There was a period between 10 and 5 years ago where I did very little writing.  Almost none.  Certainly nothing that I can remember as being meaningful.  I just quit.  The sky didn't fall, and the world didn't end.  Then about 5 years ago I had an idea for a play and i just went for it.  I had nothing invested in success, and no fear of failing.  I just wrote it out.  And I had fun editing it.  I slashed the heck out of it.  I cut out scenes that I loved and wrote new scenes.  I worked it into shape and sent it out to a bunch of places.  It won an award, and I got to fly out to New York and get a check for $2,000 and meet some great theatre people.  After the award ceremony we all went out together to a bar in Manhattan that had a mechanical bull, which of course I rode.

And now every day I write a little bit, or a lot, or nothing at all.  I can quit any time.

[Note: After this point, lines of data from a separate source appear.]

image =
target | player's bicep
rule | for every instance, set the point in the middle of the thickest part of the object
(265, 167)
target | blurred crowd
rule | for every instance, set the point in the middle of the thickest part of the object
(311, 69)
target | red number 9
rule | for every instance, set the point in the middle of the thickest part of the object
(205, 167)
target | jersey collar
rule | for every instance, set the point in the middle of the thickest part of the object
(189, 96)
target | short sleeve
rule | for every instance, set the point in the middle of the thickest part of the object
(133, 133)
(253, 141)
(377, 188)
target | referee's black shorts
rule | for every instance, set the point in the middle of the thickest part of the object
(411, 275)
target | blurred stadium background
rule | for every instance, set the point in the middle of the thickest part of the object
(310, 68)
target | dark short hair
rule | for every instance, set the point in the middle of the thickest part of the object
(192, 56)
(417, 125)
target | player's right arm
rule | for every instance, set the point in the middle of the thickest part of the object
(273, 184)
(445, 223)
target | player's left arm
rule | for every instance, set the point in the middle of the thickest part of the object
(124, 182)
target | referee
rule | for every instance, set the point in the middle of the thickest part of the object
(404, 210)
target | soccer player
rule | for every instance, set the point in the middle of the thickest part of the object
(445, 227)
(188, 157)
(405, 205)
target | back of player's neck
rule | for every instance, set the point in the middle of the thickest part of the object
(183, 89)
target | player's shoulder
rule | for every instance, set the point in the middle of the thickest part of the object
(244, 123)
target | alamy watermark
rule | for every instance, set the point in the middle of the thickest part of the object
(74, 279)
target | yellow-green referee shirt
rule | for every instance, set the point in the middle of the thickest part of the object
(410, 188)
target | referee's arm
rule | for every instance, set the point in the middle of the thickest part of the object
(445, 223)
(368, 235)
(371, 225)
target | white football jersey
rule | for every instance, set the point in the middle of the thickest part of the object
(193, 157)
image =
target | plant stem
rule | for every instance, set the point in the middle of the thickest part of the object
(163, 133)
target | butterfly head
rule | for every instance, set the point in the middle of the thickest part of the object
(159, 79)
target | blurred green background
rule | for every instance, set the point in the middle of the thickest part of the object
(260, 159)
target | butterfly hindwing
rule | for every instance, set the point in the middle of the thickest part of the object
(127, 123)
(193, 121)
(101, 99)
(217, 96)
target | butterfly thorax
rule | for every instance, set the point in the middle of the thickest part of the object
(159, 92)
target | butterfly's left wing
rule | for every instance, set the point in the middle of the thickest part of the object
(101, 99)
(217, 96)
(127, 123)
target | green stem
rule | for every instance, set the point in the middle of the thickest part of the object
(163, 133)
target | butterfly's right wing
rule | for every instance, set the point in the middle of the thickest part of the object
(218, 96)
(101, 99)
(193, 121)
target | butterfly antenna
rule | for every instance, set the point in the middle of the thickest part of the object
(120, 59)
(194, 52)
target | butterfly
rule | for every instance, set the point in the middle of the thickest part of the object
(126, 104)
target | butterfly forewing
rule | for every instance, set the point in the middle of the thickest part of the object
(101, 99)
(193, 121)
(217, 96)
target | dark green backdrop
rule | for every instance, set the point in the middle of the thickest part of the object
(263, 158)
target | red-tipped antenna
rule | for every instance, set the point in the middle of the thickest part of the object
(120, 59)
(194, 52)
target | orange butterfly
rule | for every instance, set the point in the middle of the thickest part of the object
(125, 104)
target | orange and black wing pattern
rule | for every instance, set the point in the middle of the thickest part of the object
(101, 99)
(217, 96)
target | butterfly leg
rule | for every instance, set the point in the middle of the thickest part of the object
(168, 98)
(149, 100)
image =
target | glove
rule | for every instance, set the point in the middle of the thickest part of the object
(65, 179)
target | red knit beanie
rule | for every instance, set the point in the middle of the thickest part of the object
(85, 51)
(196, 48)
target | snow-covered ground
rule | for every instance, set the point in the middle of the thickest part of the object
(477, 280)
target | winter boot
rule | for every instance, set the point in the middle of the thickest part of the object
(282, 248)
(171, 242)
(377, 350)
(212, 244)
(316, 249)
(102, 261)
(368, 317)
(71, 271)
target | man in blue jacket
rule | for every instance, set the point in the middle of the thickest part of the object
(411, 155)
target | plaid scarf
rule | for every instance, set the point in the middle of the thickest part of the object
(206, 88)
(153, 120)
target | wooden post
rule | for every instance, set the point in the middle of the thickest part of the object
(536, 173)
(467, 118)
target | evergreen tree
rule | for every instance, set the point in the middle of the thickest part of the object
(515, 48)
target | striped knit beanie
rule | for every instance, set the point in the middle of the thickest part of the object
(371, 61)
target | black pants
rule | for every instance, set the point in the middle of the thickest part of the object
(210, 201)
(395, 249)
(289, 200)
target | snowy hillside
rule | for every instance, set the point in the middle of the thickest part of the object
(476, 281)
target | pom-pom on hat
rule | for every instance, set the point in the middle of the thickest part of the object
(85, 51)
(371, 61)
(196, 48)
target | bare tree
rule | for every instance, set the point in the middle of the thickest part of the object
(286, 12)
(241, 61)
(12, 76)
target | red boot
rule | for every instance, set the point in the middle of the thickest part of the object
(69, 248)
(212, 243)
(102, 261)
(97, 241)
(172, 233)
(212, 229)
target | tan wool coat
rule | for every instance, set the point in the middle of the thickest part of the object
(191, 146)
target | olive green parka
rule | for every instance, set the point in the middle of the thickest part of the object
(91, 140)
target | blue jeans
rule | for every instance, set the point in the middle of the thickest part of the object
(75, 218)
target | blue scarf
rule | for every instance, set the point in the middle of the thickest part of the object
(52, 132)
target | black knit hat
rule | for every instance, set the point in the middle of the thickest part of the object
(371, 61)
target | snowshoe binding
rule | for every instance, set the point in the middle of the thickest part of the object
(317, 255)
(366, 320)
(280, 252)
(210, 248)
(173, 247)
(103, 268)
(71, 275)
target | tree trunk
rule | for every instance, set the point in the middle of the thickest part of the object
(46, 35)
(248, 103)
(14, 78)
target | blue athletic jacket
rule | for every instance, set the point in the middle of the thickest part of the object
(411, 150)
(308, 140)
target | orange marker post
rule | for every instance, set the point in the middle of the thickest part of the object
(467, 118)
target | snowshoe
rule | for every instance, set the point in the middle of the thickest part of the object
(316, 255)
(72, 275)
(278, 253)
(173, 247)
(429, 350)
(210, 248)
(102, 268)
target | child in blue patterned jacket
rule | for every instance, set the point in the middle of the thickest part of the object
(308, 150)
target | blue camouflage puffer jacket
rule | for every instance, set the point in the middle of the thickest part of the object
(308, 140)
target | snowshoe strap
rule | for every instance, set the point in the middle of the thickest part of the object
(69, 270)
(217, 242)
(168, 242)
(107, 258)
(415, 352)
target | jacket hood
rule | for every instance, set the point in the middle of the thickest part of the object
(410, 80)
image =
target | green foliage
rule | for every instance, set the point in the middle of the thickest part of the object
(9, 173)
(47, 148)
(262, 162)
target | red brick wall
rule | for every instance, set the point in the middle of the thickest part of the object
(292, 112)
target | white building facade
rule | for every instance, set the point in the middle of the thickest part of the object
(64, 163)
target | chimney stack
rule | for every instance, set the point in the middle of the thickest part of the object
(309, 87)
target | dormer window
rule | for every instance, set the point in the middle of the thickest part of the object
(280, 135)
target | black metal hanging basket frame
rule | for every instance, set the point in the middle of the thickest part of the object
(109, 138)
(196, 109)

But I like pushing the rock up the hill a lot more now.  It's good exercise, whether it rolls back down the hill or rolls down the other side.  I like exercising my brain in that way.  Every part of the process is part of that rock, from writing to editing to querying.

On a different note, I found this album at a library book sale for a dollar.  I wasn't going to buy it until I opened it up and found a note inside.  Then of course I had to buy it.  The note didn't lead to any mystery or anything - it was just a gift from a daughter to her father, but it was just a pleasure to see something I had written about represented in a real life way.


This is very pleasant, multi-layered 70s music.  Perfect background for working, for homework, for dinner, for driving down the coast in the sunshine.